And the deep, deep problems continue, despite the intense spotlight of publicity that has been shone on these problems for almost a decade now. Survivors Network of Those Abused by Priests (SNAP) reported yesterday (and here) that the diocese of Austin, Texas, “continues to respond to proven, admitted and credibly accused pedophile priest cases in a timid, passive, irresponsible way.”

Five months ago, SNAP challenged then bishop Gregory Aymond, who has since been elevated to the position of Archbishop of New Orleans, to seek out anyone who may have been abused in the Austin diocese by Fr. Gregory Patejko, who was transferred to Austin from North Dakota in 1981 after having molested a boy in North Dakota. SNAP’s requests fell on deaf ears.

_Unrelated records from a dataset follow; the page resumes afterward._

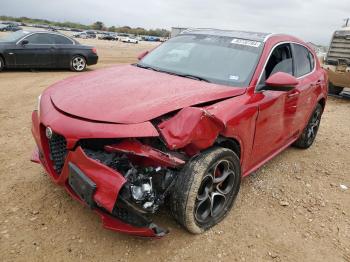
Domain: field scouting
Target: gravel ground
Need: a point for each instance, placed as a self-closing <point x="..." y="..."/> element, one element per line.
<point x="291" y="209"/>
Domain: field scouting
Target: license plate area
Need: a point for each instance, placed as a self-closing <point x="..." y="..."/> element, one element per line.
<point x="83" y="186"/>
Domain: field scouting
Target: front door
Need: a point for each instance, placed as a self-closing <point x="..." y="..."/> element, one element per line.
<point x="38" y="52"/>
<point x="277" y="109"/>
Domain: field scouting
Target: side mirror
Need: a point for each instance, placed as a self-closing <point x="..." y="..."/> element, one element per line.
<point x="24" y="42"/>
<point x="142" y="55"/>
<point x="281" y="81"/>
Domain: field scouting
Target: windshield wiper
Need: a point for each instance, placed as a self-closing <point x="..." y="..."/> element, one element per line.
<point x="194" y="77"/>
<point x="173" y="73"/>
<point x="147" y="67"/>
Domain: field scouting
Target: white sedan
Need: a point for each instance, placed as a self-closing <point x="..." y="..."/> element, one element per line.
<point x="127" y="39"/>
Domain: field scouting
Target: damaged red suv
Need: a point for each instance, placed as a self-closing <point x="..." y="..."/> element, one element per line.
<point x="181" y="127"/>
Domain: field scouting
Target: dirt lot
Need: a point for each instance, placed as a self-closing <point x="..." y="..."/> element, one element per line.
<point x="292" y="209"/>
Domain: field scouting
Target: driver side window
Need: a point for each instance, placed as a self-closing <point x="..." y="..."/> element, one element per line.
<point x="280" y="60"/>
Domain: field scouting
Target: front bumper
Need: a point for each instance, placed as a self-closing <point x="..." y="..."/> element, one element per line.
<point x="108" y="183"/>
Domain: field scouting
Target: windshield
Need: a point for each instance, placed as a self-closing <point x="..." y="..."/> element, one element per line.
<point x="216" y="59"/>
<point x="12" y="37"/>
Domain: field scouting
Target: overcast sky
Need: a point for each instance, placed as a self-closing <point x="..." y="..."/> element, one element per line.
<point x="312" y="20"/>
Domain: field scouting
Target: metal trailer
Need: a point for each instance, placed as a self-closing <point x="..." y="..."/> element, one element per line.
<point x="337" y="62"/>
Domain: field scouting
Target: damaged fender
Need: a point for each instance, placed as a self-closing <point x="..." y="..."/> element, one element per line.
<point x="134" y="147"/>
<point x="191" y="128"/>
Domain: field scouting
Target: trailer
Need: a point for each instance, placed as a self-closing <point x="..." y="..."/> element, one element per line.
<point x="337" y="62"/>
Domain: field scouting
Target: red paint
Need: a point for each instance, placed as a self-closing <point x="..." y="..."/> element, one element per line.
<point x="104" y="95"/>
<point x="120" y="101"/>
<point x="192" y="128"/>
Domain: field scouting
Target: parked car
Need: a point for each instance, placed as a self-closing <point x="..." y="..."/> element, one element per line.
<point x="112" y="37"/>
<point x="181" y="127"/>
<point x="91" y="34"/>
<point x="152" y="39"/>
<point x="85" y="35"/>
<point x="9" y="27"/>
<point x="129" y="39"/>
<point x="24" y="49"/>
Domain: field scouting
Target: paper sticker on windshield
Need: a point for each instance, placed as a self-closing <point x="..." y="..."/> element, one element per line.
<point x="233" y="77"/>
<point x="245" y="42"/>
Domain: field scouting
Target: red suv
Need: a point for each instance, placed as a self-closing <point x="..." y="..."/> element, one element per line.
<point x="181" y="127"/>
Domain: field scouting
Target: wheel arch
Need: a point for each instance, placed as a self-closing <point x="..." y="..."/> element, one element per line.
<point x="3" y="58"/>
<point x="230" y="143"/>
<point x="322" y="102"/>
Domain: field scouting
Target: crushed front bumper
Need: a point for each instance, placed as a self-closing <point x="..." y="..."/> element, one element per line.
<point x="107" y="181"/>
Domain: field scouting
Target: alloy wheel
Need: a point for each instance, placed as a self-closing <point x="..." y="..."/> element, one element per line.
<point x="313" y="126"/>
<point x="78" y="63"/>
<point x="214" y="192"/>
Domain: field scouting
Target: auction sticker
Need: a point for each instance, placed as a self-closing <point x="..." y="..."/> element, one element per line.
<point x="245" y="42"/>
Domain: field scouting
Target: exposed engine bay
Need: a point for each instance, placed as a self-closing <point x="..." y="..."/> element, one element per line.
<point x="149" y="172"/>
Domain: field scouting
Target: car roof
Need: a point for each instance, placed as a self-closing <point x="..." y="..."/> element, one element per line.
<point x="255" y="36"/>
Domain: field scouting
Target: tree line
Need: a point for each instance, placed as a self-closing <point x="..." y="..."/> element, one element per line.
<point x="98" y="25"/>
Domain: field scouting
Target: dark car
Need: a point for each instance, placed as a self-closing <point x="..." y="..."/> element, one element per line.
<point x="24" y="49"/>
<point x="9" y="27"/>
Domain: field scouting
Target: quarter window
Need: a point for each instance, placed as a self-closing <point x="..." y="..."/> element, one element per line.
<point x="61" y="40"/>
<point x="280" y="60"/>
<point x="40" y="39"/>
<point x="304" y="60"/>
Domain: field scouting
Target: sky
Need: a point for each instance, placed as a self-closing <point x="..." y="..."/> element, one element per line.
<point x="310" y="20"/>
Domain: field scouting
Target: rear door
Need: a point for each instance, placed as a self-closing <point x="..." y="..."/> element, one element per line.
<point x="38" y="52"/>
<point x="309" y="81"/>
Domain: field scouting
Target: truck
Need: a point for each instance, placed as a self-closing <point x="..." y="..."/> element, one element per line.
<point x="337" y="62"/>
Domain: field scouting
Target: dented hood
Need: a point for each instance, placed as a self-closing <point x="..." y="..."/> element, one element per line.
<point x="128" y="94"/>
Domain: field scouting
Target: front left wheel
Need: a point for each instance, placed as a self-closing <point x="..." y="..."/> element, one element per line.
<point x="205" y="190"/>
<point x="78" y="63"/>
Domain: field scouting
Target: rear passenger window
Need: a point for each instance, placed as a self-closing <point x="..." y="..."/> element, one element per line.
<point x="61" y="40"/>
<point x="40" y="39"/>
<point x="304" y="60"/>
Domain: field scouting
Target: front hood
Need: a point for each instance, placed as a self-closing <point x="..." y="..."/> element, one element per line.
<point x="127" y="94"/>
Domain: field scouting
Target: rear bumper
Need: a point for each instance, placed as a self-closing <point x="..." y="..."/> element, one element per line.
<point x="108" y="183"/>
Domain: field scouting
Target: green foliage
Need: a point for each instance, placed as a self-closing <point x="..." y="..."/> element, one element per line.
<point x="98" y="25"/>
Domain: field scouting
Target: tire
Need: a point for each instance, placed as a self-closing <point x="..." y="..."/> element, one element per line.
<point x="78" y="63"/>
<point x="308" y="136"/>
<point x="190" y="205"/>
<point x="2" y="64"/>
<point x="334" y="90"/>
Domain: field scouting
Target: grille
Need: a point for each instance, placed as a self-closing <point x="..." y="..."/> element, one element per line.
<point x="58" y="151"/>
<point x="129" y="217"/>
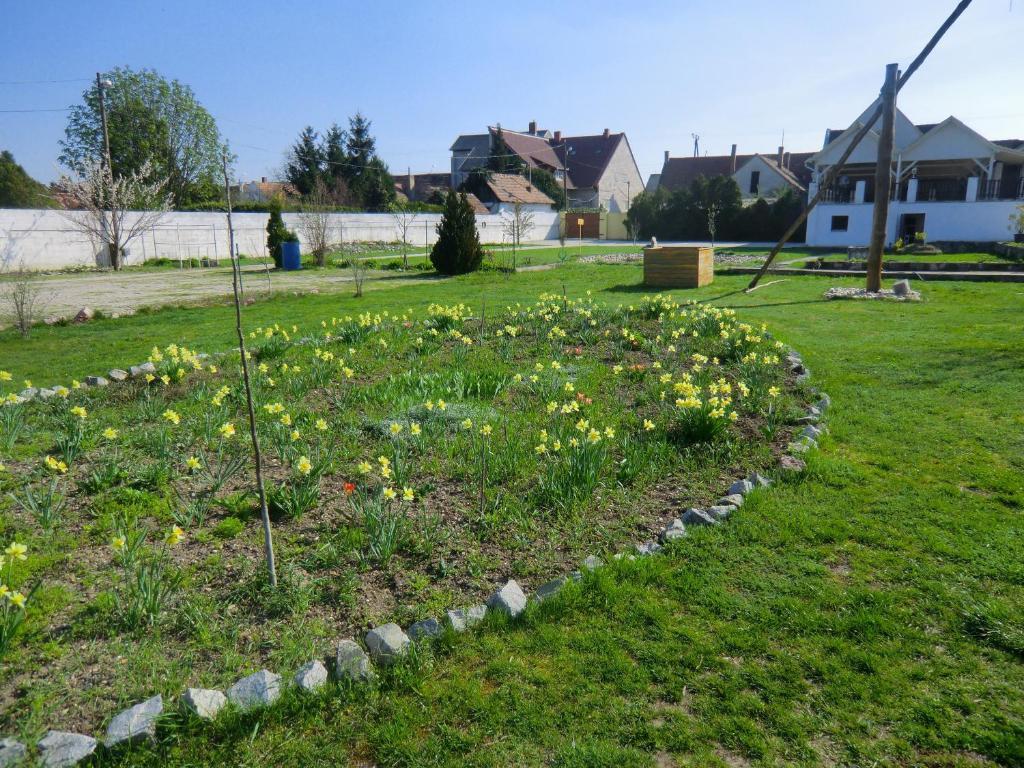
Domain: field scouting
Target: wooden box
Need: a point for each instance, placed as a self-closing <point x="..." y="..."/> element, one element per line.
<point x="670" y="266"/>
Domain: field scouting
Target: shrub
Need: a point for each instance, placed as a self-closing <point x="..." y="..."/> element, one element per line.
<point x="458" y="248"/>
<point x="276" y="232"/>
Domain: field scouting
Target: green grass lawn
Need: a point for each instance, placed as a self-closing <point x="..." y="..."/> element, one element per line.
<point x="864" y="613"/>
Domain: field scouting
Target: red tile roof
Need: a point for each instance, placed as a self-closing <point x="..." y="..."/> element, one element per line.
<point x="510" y="187"/>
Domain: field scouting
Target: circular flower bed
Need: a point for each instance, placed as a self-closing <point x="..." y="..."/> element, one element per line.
<point x="412" y="462"/>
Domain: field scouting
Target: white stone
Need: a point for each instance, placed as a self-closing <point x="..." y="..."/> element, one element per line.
<point x="11" y="752"/>
<point x="426" y="630"/>
<point x="462" y="619"/>
<point x="387" y="644"/>
<point x="509" y="599"/>
<point x="62" y="750"/>
<point x="135" y="723"/>
<point x="259" y="689"/>
<point x="311" y="676"/>
<point x="549" y="590"/>
<point x="351" y="663"/>
<point x="204" y="702"/>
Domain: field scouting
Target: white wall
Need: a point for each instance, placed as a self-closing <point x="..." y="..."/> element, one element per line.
<point x="984" y="221"/>
<point x="45" y="240"/>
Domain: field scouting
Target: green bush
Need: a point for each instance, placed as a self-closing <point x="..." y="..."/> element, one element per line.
<point x="458" y="249"/>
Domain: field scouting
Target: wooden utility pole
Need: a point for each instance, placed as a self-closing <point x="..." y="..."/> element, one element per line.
<point x="883" y="179"/>
<point x="834" y="171"/>
<point x="271" y="571"/>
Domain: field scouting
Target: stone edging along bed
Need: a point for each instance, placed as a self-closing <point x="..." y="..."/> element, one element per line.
<point x="386" y="644"/>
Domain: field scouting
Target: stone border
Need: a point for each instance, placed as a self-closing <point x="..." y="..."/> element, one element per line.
<point x="387" y="644"/>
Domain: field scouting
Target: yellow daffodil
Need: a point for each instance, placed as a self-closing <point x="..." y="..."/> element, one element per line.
<point x="174" y="536"/>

SNAP has now learned that more than a dozen civil child sex abuse claims have been settled over the past six years against Fr. Rocco Perone, who ministered in Austin from 1957 until 1988, after having been transferred from Oregon to Texas. SNAP notes that, to the best of the organization’s knowledge, Perone is “the most prolific child molesting cleric to have ever worked in this [i.e., Austin] diocese.”

As with Fr. Patejko, SNAP is calling on Austin diocesan officials to track down any possible survivors of abuse by Fr. Perone in the Austin diocese, and to offer these survivors—if they are out there—support. SNAP’s press release about this notes that when an Episcopal priest, Fr. James L. Tucker, was found to have abused children at St. Stephen’s Episcopal School in Austin, the local Episcopal bishop publicized the allegations, causing five more victims to come forward.

The Episcopal pastoral leader’s response to abuse of children in one of his institutions stands in marked contrast to that of former Bishop Aymond, according to SNAP. The SNAP press release notes that SNAP repeatedly asked Bishop Aymond, when he headed the Austin diocese, to release a full list of proven, admitted and credibly accused pedophile priests. Bishop Aymond refused to do so.

And then he was made Archbishop of New Orleans.

I happen to know Greg Aymond. Before he was made bishop, he once had dinner at my house, sat at my table and ate a meal I cooked.

When I read in the Dallas Morning News in 2004 that he was among the two-thirds of bishops proven to have sheltered one or more clerics who abuse minors, I wrote to tell him how disappointed I was to learn this. By this point, Aymond had been made bishop of Austin.

Bishop Aymond wrote back to tell me that my letter to him had displeased him, and that the media distort stories about clerical sexual abuse of children and bishops who deal with this situation. Bishop Aymond told me that I owed him an apology for being disrespectful to him and voicing my disappointment at learning of his history of having protected a known clerical abuser of minors.

That’s the last time I’ve heard from Bishop Aymond. And now he has been made an archbishop. And the abuse situation in the Catholic church seems no closer to being resolved than it ever has been.

And as Tom Roberts says, it won’t be resolved without “deep examination of the clerical, especially hierarchical, culture, its sense of privilege and how, in the future, it might be held accountable.” And from where I stand, that is simply not happening.